Process Overview for Implementing VSK on Multimodal Devices

Learn about how to enable an existing video skill to stream content on multimodal devices. For a description of all possible voice capabilities on multimodal devices, see the Video Skills Kit for Multimodal Devices Overview.

General Architecture

The Overview guide provides a High-level Workflow. This section walks you through the workflow in greater detail.

On multimodal devices, voice interaction results for video skills are sent back directly to Alexa to drive the experience on the device, unlike the Fire TV app video skill architecture where requests must be sent from the Lambda to your Fire TV app through Amazon Device Messaging (ADM).

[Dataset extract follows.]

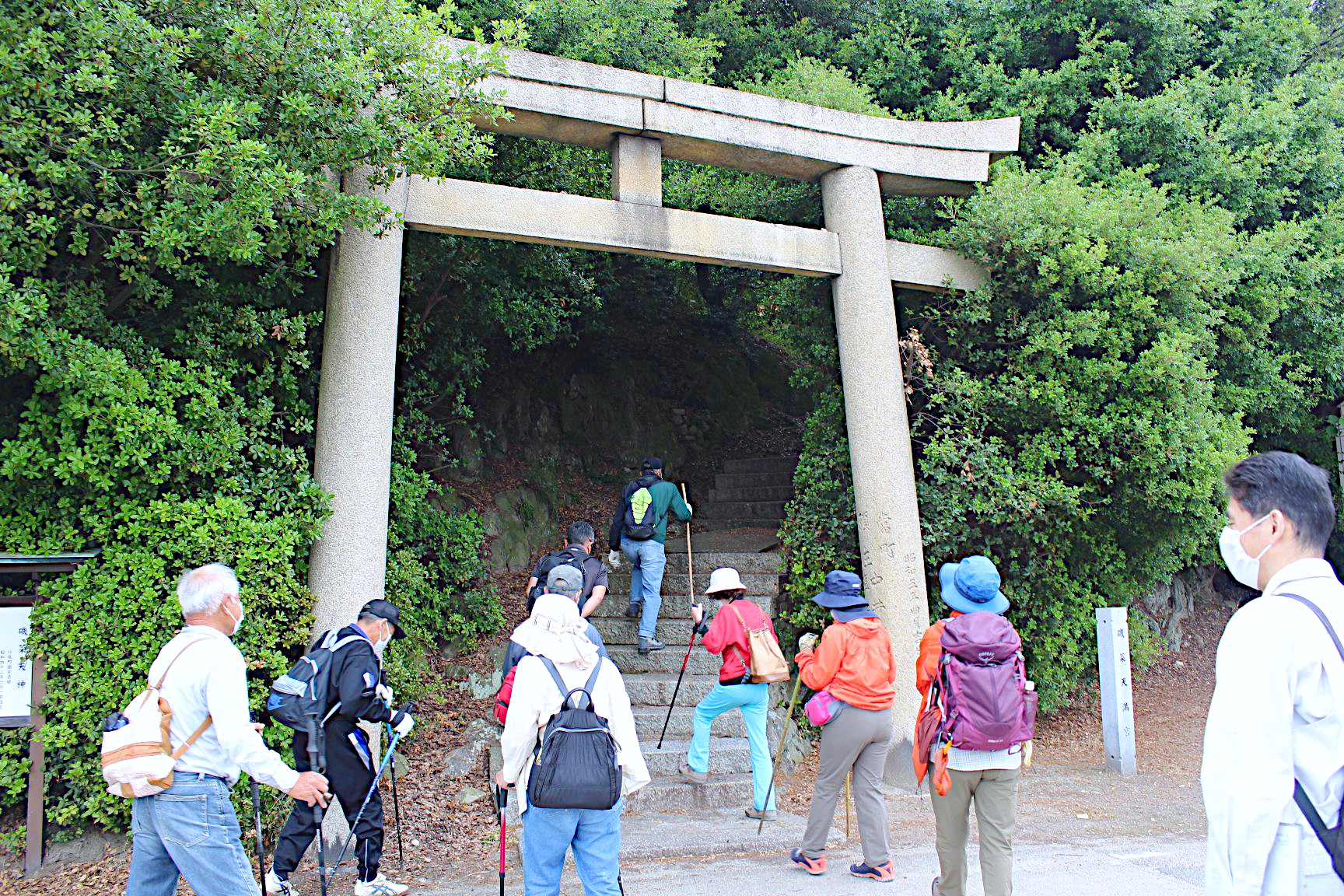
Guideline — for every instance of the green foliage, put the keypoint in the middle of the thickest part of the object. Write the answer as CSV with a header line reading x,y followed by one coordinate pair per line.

The following diagram presents the video skill workflow on multimodal devices:

Video Skill diagram and workflow for multimodal devices
Video Skill diagram and workflow for multimodal devices

As a developer, you do not have to take actions in every stage of this process. However, you must have a clear idea of what happens behind the scenes to provide a successful user experience.

User utters a phrase

Alexa listens for natural language commands from users. Supported utterances include phrases for search, play, changing the channel, fast-forwarding or rewinding (transport controls), and more.

Multimodal device sends utterance to Alexa cloud for processing/intent determination

The multimodal device sends these utterances to Alexa in the cloud. In the cloud, Alexa processes the user's utterances using automatic speech recognition and converts the speech to text. As a developer, you get all of this language processing and interpretation for free.

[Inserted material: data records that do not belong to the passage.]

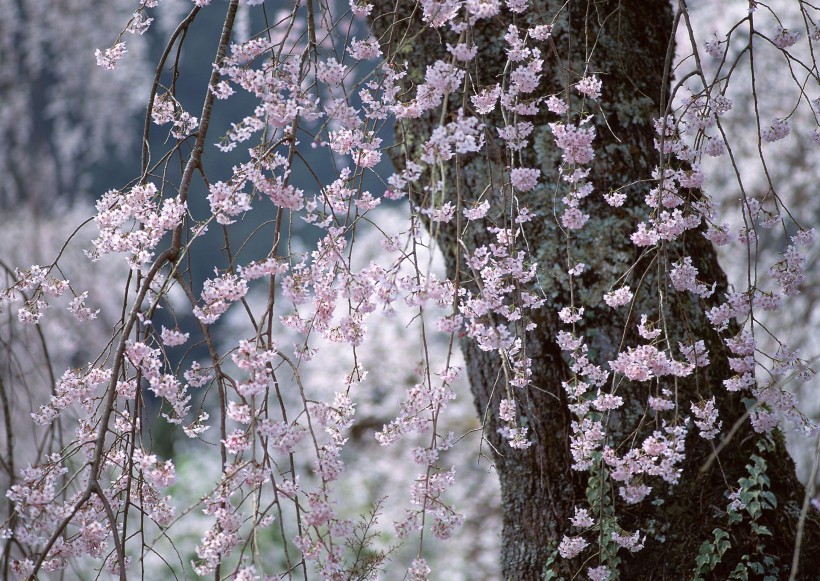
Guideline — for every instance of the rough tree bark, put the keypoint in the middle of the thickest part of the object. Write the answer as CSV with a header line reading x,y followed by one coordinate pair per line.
x,y
538,488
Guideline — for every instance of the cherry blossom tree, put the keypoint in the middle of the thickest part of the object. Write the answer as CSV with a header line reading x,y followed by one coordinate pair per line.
x,y
557,156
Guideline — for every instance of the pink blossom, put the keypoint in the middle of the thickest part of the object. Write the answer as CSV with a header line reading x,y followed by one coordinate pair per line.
x,y
524,179
589,86
618,297
569,547
785,38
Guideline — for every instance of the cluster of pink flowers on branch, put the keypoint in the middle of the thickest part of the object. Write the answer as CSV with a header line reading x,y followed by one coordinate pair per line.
x,y
284,445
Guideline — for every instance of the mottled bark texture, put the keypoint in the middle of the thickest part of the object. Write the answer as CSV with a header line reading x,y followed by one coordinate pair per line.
x,y
628,42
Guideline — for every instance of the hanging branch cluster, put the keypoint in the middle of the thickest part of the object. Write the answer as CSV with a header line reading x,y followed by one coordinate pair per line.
x,y
312,145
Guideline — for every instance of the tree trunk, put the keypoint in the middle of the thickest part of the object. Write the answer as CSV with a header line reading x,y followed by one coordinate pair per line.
x,y
539,489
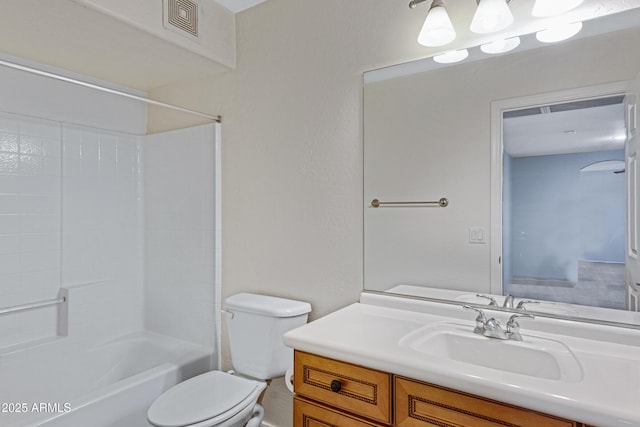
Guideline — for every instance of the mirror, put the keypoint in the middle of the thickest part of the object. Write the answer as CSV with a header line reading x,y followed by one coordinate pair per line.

The output from Alexa in the cloud handles parsing and interpretation of the user's utterances/commands. This forms a "request", a set of data and instructions, expressed as a JSON object, that provides direction on how to respond to the user's utterances.

For example, when a user says "Play Bosch," Alexa in the cloud converts this into a GetPlayableItems directive with a specific JSON structure, like this:

     "directive": {
         "profile": null,
         "payload": {
             "minResultLimit": 1,
             "entities": [
                     "externalIds": null,
                     "type": "MediaType",
                     "value": "MOVIE",
                     "entityMetadata": null,
                     "mergedGroupId": 0
                     "externalIds": {
                         "catalog_name": "123456"
                     "type": "Video",
                     "value": "Bosch",
                     "entityMetadata": null,
                     "mergedGroupId": 1
             "timeWindow": null,
             "locale": "en-US",
             "contentType": null,
             "maxResultLimit": 40
         "endpoint": {
             "cookie": {},
             "scope": {
                 "token": "1dc32f5e-1694-38a0-1af6-e948f45adad9",
                 "type": "BearerToken"
         "header": {
             "payloadVersion": "3",
             "messageId": "01c46fa2-fcca-4c24-93bd-e6bed03ef906",
             "namespace": "Alexa.VideoContentProvider",
             "name": "GetPlayableItems",
             "correlationToken": null

The following table lists the generated kinds of requests:

Feature Sample Utterance
Quick Play "Alexa, play <TV show> on <video provider>", "Alexa, watch <TV show> on <video provider>"
Channel Navigation "Alexa, tune to <channel>"
Playback Controls "Alexa, pause", "Alexa, fast forward"
Search "Alexa, find comedies on <video provider>"
Browse "Alexa, show me videos", "Alexa, open <video provider>"
Video Home "Alexa, show me videos", "Alexa, go to Video Home", "Alexa, Video Home."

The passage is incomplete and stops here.